Я смотрел на столб, читал надпись и не мечтал тогда о Венеции, о солнечном юге, не смел, не мог мечтать… и добрался. Мне – пришлось.
Белое море – Неаполитанский залив. Остров Соловки – остров Капри. Сумрачная, строгая скорбь соловецких елей – пышное ликование цветущих олеандров. Призрачные завесы радужного сполоха – жгучая радость палящего солнца Салерно, совсем близкого здесь к напоенной его вином стране.
Таков путь человека по земле; начертанный ему в Книге за семью печатями. С него не сойти. Он – жизнь.
* * *
Пагани – лучший из всех итальянских лагерей ИРО. Недавно еще, в последние годы войны, здесь был лазарет для американских солдат.
Аллеи олеандров, густая роща апельсинов, мандаринов, фиг и в ней – ряды белых коттеджей.

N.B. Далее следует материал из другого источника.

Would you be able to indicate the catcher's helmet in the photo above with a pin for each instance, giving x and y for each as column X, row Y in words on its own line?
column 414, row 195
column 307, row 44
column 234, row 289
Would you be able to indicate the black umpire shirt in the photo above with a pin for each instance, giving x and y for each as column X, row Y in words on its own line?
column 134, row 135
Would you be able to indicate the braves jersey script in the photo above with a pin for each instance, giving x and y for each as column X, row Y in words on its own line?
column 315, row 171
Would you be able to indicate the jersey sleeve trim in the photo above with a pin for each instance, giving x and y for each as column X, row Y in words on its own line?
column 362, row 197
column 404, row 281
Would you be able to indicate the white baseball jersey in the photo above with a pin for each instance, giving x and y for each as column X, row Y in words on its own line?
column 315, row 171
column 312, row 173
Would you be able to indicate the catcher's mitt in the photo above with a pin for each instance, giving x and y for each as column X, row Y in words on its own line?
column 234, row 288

Пасха в этом, третьем послевоенном году пришлась как раз в дни самого сильного цветения. Вся роща белая. Густой дурман торжествующей весны врывается в окна, в открытые двери тихой маленькой часовни, сливается там с запахом ладана и свечей, горящих у Плащаницы…
Я сижу на ступеньках церковки. Домой нельзя – жена выгнала: у нее предпасхальная уборка нашего картонного закутка, паравана, поломойка и всё такое прочее… Пальцы у меня красные, желтые, зеленые; это мы с сыном яйца красили… Русь – в роще маслин, фиг и лавров. С собой ее сюда принесли. В крови. В сердце.
Уже совсем темно. Кущи деревьев сливаются в сплошную завесу, на которой призрачно белеют пятна неразличимых в сумраке цветов. Эта завеса – кайма пышной мантии синего неба, блистающей переливами звездных алмазов.
Быть может, так же светились белым пламенем такие же южные пахучие цветы в ту ночь во тьме Гефсиманского сада? Быть может, их запах так же сливался с ароматом мирры и ладана, доносившимся из гробовой пещеры Иосифа Аримафейского?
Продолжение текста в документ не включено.